そして、誰か話の出来る相手を求めているようだ、
と言う事は理解できた。
このまま話を聞けるなら、
黙っていたほうがスムーズにことが進む、と思っている京介だ。
そして安本は話を進めている。
「あいつとは中学からの友達で、
中学時代は時々一緒に映画を見に行ったこともある仲だった。
半信半疑であいつがくれた粉末を飲んで見たら、
気持が軽くなった。
その時は本当に感謝した。
だけどその後…
それは違法ドラッグだと聞かされ、
皆に知られたくなかったら、
これから定期的に買うように言われた。
違法ドラッグと聞いて目の前が真っ暗になった。
それでも不思議な事に、
分っていてもあの気分が忘れられなくて…
一年以上も続けてしまった。
だけど最近になって
一回一袋では物足りなくなって来ている。
怖い… この先どうなるか不安で…
じっとしていられなくて、
気がついたらここにいた。
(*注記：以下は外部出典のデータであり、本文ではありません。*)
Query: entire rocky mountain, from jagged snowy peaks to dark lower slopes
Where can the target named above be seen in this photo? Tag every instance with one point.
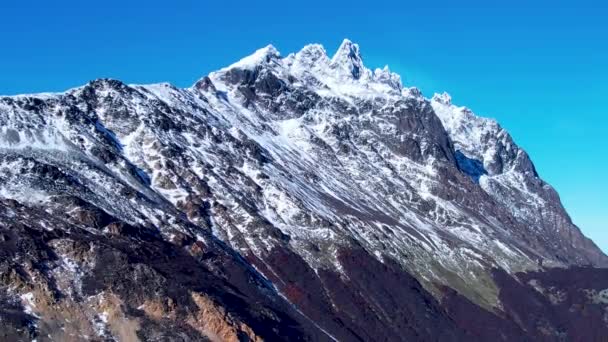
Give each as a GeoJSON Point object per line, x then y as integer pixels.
{"type": "Point", "coordinates": [282, 198]}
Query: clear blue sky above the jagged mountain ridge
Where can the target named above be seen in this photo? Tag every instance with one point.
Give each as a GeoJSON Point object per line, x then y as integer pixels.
{"type": "Point", "coordinates": [541, 70]}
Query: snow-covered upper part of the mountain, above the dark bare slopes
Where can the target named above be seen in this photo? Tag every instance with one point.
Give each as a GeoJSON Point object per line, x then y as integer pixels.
{"type": "Point", "coordinates": [306, 155]}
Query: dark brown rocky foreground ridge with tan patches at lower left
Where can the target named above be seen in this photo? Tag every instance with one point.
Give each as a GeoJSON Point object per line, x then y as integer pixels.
{"type": "Point", "coordinates": [61, 282]}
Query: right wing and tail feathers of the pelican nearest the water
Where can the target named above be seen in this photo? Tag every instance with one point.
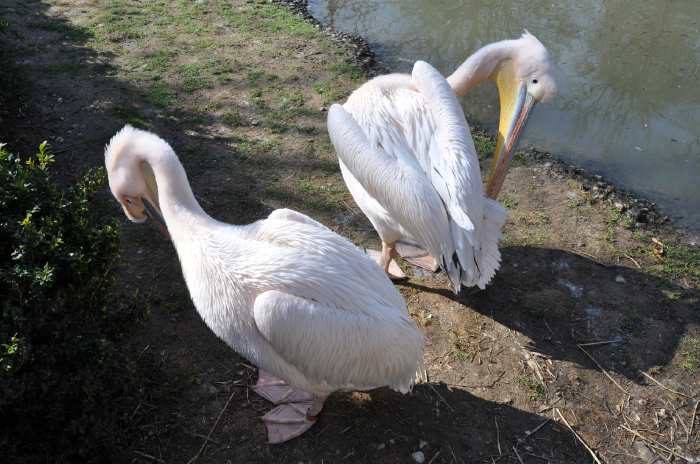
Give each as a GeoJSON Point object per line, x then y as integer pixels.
{"type": "Point", "coordinates": [447, 154]}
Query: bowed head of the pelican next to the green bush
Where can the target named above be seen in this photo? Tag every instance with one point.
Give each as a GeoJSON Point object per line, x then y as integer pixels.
{"type": "Point", "coordinates": [131, 178]}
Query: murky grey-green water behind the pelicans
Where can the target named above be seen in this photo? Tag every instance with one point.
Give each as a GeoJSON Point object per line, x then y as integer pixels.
{"type": "Point", "coordinates": [628, 77]}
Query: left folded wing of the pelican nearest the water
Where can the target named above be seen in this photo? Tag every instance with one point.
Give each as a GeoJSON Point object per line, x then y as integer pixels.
{"type": "Point", "coordinates": [398, 184]}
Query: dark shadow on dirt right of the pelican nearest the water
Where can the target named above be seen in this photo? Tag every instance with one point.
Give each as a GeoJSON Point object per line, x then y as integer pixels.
{"type": "Point", "coordinates": [559, 299]}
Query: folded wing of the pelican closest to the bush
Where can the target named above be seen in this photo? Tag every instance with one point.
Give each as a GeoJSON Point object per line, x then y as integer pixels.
{"type": "Point", "coordinates": [338, 346]}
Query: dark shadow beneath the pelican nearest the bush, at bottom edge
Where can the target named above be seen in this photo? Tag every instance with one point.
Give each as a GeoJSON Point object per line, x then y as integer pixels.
{"type": "Point", "coordinates": [444, 424]}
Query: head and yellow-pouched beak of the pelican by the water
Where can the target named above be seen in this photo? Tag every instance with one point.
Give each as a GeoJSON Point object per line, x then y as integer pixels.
{"type": "Point", "coordinates": [524, 77]}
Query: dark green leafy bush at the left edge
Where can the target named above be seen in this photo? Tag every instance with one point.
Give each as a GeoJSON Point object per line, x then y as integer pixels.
{"type": "Point", "coordinates": [59, 368]}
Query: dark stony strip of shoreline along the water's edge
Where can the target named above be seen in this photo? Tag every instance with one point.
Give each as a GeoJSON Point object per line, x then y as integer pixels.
{"type": "Point", "coordinates": [642, 212]}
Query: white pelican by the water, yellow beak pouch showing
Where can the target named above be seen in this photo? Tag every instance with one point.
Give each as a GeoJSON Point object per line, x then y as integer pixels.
{"type": "Point", "coordinates": [408, 159]}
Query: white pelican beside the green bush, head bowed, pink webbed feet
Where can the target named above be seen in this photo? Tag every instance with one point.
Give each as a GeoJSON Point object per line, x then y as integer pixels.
{"type": "Point", "coordinates": [311, 310]}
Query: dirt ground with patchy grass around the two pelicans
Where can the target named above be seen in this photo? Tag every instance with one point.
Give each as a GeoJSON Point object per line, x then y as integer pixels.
{"type": "Point", "coordinates": [590, 332]}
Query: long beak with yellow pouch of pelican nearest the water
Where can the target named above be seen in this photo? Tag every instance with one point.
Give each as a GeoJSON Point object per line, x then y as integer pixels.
{"type": "Point", "coordinates": [516, 104]}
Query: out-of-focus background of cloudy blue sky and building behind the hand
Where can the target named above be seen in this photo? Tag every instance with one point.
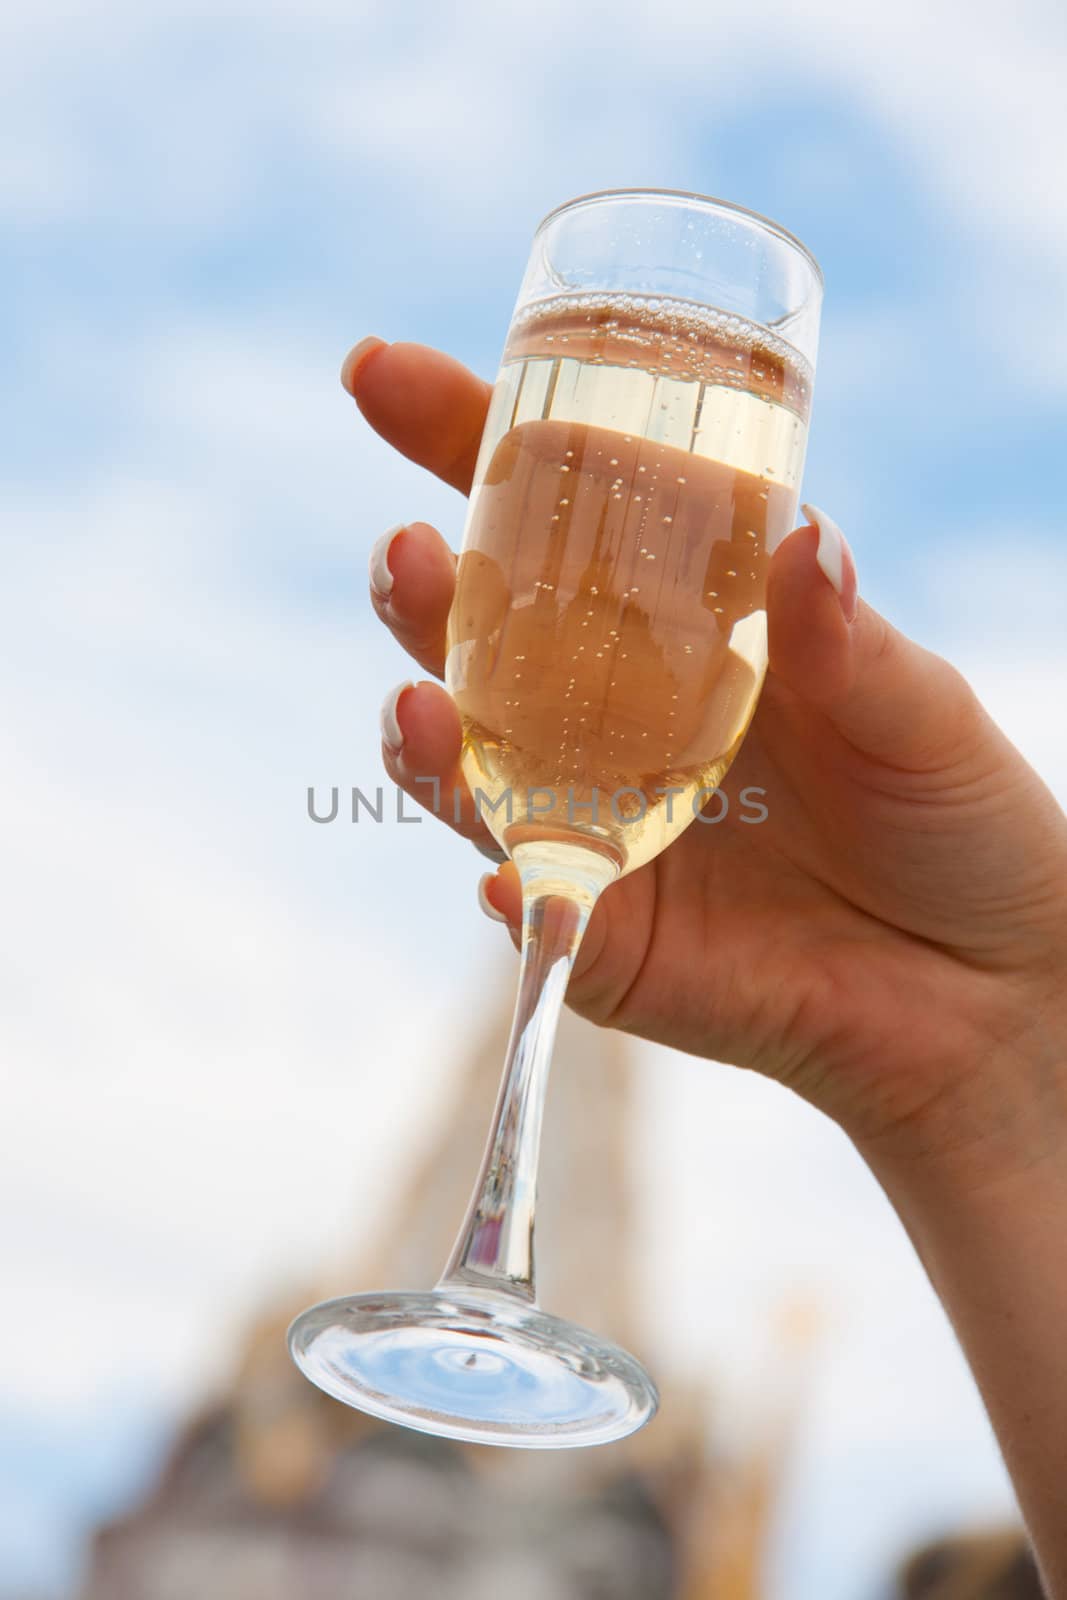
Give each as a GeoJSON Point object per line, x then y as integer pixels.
{"type": "Point", "coordinates": [230, 1038]}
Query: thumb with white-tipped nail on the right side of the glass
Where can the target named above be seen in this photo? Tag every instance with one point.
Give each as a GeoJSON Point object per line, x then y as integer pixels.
{"type": "Point", "coordinates": [889, 697]}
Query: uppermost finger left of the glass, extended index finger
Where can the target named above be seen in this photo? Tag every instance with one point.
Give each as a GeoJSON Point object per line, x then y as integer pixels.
{"type": "Point", "coordinates": [425, 404]}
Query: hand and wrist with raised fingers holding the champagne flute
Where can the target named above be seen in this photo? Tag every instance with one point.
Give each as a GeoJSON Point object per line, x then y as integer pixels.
{"type": "Point", "coordinates": [890, 942]}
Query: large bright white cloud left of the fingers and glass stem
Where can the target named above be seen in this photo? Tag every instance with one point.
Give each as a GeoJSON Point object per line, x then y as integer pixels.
{"type": "Point", "coordinates": [212, 1052]}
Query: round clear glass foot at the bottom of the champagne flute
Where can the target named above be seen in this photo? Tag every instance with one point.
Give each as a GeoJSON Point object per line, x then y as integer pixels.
{"type": "Point", "coordinates": [474, 1364]}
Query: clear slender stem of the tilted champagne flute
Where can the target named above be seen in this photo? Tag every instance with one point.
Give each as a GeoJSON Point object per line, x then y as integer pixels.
{"type": "Point", "coordinates": [495, 1246]}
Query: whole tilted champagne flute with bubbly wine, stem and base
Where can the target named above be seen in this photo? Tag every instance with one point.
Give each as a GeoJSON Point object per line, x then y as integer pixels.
{"type": "Point", "coordinates": [607, 646]}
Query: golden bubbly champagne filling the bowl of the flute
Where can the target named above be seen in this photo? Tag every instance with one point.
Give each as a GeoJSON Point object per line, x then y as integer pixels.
{"type": "Point", "coordinates": [609, 636]}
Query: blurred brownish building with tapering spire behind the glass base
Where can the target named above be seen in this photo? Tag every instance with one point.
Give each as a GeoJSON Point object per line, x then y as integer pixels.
{"type": "Point", "coordinates": [278, 1492]}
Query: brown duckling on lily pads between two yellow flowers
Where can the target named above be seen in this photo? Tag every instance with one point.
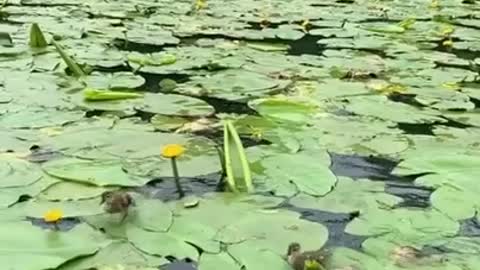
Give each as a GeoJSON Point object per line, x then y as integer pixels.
{"type": "Point", "coordinates": [117, 202]}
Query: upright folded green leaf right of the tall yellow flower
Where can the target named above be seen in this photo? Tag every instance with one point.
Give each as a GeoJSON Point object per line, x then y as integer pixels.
{"type": "Point", "coordinates": [236, 164]}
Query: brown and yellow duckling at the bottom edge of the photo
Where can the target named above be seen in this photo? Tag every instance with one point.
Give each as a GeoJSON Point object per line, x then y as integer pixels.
{"type": "Point", "coordinates": [307, 260]}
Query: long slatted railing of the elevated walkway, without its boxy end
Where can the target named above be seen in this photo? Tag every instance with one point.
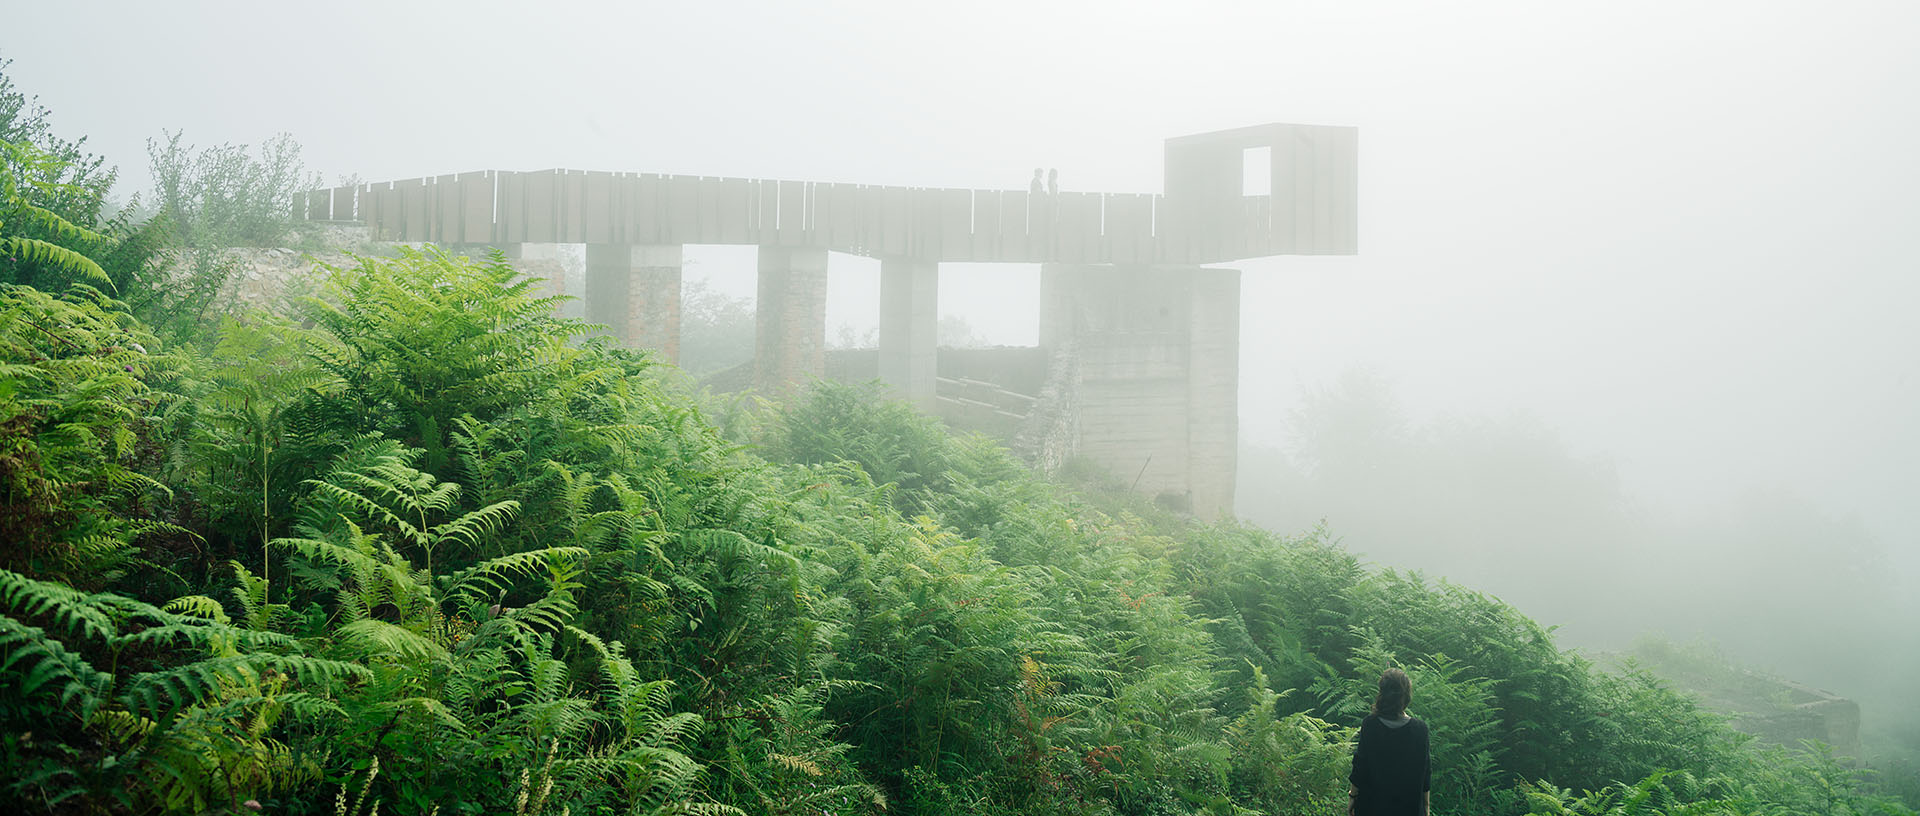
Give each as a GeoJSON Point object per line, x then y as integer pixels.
{"type": "Point", "coordinates": [863, 220]}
」
話しながら安本は
訴えるような目つきをして京介を見ている。
チーズがどんな副作用になるのか分らないが、
ヘロインが入っているということは
中毒が始まっているのかも知れない。
だからより多くの量を必要として来た。
その頃から増田がチーズの密売をここで始めたとすれば、
他の奴らにも影響が出ているのかも知れん。
あの桜本たちも…
何故あの二人は青山通りまで行ったのだ。
増田から買えなかったのか。
そうか、使う量が多くなった客は
あいつらに回していたのだ。
増田は客を増やすのが目的。
いつまでも自分が手渡す事はしない。